Of the first freshman class, approximately one third transferred out, 11 moved away, 6 were expelled, and approximately half graduated, all of whom were accepted by four-year colleges. In 2007–08, the school had a 0.9% drop-out rate and a 100% graduation rate. As of March 2015 more than 600 students had graduated and gone on to college.

Initial plans of constructing a school building on land donated by San Jose State fell through. Instead, after briefly being split between three sites, the school moved in October 2002 to a converted fitness center, and in December 2005 to the former building of Hester Elementary School, on The Alameda. The building was gutted to create a "great area" and other new spaces; Downtown College Prep students and their math teacher assisted the architect, Bill Gould, in laying out the partitions for the interior rebuilding.

Gould had been the designer with Glen Rogers of the Spirit Gate, a San Jose Public Art Program project completed in 2000 consisting of an ornamental gateway on The Alameda with concrete posts resembling elephant tusks and inspirational "power words" such as "family" and "dream" stencilled out of the circular gate itself.

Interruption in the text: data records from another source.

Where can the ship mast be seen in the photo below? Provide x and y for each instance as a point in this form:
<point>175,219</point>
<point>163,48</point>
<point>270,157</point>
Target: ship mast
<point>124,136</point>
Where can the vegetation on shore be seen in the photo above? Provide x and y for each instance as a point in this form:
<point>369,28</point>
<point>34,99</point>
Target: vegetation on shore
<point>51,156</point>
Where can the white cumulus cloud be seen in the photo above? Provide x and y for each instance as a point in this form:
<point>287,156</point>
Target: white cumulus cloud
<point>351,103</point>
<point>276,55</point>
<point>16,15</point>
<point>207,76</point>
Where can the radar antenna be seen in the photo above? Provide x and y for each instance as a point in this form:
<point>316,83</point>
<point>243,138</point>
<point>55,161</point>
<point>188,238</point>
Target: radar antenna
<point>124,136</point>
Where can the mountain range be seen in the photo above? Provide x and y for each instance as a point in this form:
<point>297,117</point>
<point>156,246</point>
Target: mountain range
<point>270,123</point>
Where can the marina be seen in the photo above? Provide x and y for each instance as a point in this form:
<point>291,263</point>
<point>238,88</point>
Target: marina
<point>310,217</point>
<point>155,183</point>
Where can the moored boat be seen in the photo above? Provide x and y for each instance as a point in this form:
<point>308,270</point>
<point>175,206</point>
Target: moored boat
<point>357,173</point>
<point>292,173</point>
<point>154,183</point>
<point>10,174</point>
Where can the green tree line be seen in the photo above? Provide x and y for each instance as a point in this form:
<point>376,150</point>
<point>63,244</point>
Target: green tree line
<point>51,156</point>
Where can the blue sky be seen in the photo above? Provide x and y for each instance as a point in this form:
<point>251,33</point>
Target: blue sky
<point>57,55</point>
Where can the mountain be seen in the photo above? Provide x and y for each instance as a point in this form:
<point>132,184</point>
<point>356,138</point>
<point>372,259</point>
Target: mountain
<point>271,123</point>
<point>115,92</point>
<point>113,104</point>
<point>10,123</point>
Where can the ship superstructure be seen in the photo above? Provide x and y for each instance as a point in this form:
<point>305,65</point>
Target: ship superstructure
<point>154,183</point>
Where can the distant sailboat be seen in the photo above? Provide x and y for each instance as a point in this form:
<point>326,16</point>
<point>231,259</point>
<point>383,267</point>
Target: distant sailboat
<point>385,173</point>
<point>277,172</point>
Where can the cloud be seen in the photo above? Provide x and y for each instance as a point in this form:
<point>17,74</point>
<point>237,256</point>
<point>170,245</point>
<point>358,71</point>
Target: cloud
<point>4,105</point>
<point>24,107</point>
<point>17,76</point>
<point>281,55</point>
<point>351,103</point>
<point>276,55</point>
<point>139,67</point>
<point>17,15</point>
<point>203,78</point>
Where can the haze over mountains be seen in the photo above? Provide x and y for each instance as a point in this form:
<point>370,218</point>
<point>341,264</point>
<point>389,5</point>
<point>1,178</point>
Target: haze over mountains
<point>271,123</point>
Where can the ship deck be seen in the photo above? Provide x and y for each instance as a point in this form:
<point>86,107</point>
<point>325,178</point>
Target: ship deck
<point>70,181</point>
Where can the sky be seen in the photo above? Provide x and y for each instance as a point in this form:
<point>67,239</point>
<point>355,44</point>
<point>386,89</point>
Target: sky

Hester students chose the words, and the mosaics that wrap around the posts are based on their drawings.

For the 2016–17 school year, the high school moved to larger quarters in a former lumber and building supply store on Monterey Highway.

==Affiliated schools==
In 2008, Downtown College Prep opened an affiliated middle school (6th–8th grade) in Alviso, in North San Jose. For the 2012–13 school year, this closed and was replaced by an affiliated middle school in Alum Rock, on the eastern edge of the city. As planned, this subsequently became a combined middle and high school. A second middle school authorized by San Jose Unified School District opened in fall 2014.